Loeb responded to Chapek’s comments in a tweet on Sunday, saying Third Point has “a better understanding of ESPN’s potential as a standalone business and another vertical for Disney to reach a global audience to generate ad and subscriber revenues”.
But he added that he looked forward to seeing ESPN chief Jimmy Pitaro “execute on the growth and innovation plans, generating considerable synergies as part of The Walt Disney company.”
In the interview, Chapek said he has “regular conversations” with Loeb, who also took a stake in Disney in 2020 that he sold early this year.

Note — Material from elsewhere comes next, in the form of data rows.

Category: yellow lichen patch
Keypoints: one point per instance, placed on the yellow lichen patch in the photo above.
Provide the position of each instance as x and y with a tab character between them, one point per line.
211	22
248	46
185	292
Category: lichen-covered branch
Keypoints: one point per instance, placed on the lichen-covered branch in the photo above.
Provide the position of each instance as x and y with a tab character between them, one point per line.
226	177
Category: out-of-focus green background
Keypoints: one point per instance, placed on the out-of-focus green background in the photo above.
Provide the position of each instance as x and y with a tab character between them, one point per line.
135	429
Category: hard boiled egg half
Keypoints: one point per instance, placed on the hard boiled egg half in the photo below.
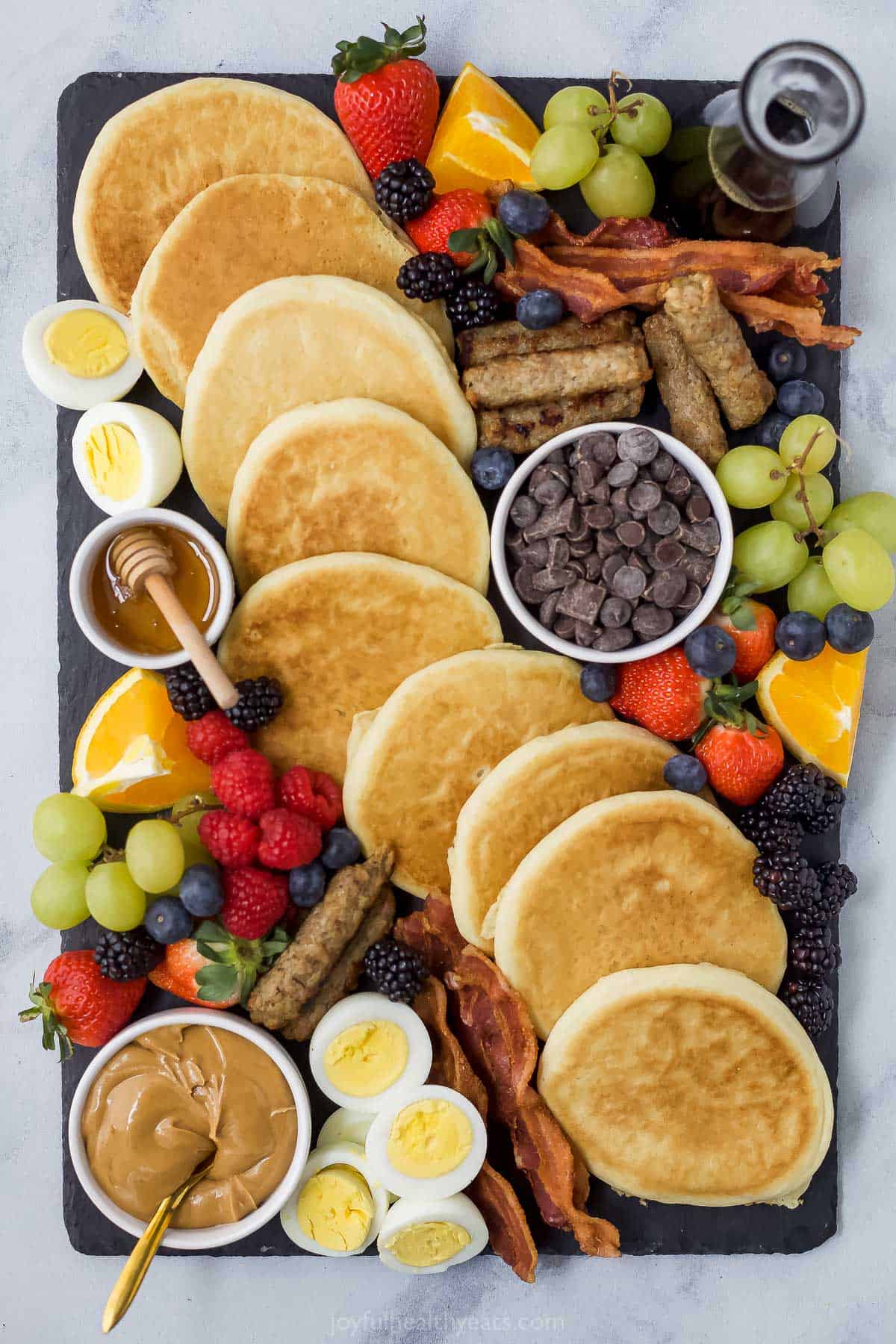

He characterised the conversations as “very collaborative, non-antagonistic and collegial”, including around Loeb’s recommendations to change the composition of the Disney board.
Chapek defended the board, saying that the average tenure is four years and has a broad “range of skillsets”.
But he added: “We’re so consistent with Dan’s thinking that everything he’s talked about are either things we have considered in the past or are considering for the future.”
Loeb has also called on Disney to purchase Comcast’s 33 per cent stake in the Hulu streaming service earlier than January 2024, when Disney has the option to purchase the remaining stake. Some analysts on Wall Street are also calling for Disney to settle the Hulu ownership soon.
Chapek said he would “love” to settle the matter sooner but that Comcast has seemed reluctant.
“We have talked to them numerous times over the past year-plus,” he said. “If that were in the cards we would love to do that, but it takes two to tango.” He noted that market sentiment has changed significantly since the agreement was struck, when investors were more bullish on streaming.
Chapek spoke on the sidelines of the annual D23 conference in Anaheim, California, where the company revealed its streaming and theatrical slate to thousands of Disney fans. Disney showed off trailers of two highly anticipated films coming this autumn, the Black Panther sequel Wakanda Forever and Avatar: The Way of Water.
It also previewed a run of original series on Disney Plus, including the Star Wars prequel Andor and the Marvel series Secret Invasion.
Chapek said the new slate represented the end of a Covid-induced production bottleneck. “This is our new steady state (of production),” he said, saying that both the pace of production and the size of its content budget — currently about $30bn — would remain level.
Disney has continued to add new customers to its streaming services this year, and by some measures its overall streaming operations have surpassed Netflix in subscribers. But Netflix’s revelation that it has lost more than 1mn subscribers this year has cast a pall over the entire streaming business, with investors growing concerned over high content spending and clamouring for a clear path to profitability.
Disney’s theme park business is also recovering strongly despite the closure of parks in China, analysts said. But shares are down 26.5 per cent this year, compared to a decline of 15.2 per cent for the S&P 500.
Chapek said Disney has “commercial momentum that is enviable” both in its content and theme parks businesses, but was suffering from investor “malaise” around streaming due to Netflix’s problems.
“For a long time we benefited from being just like Netflix because we were a streaming company,” he said. “It’s not unexpected that we would get painted with the same brush [but] we’re not the same company.”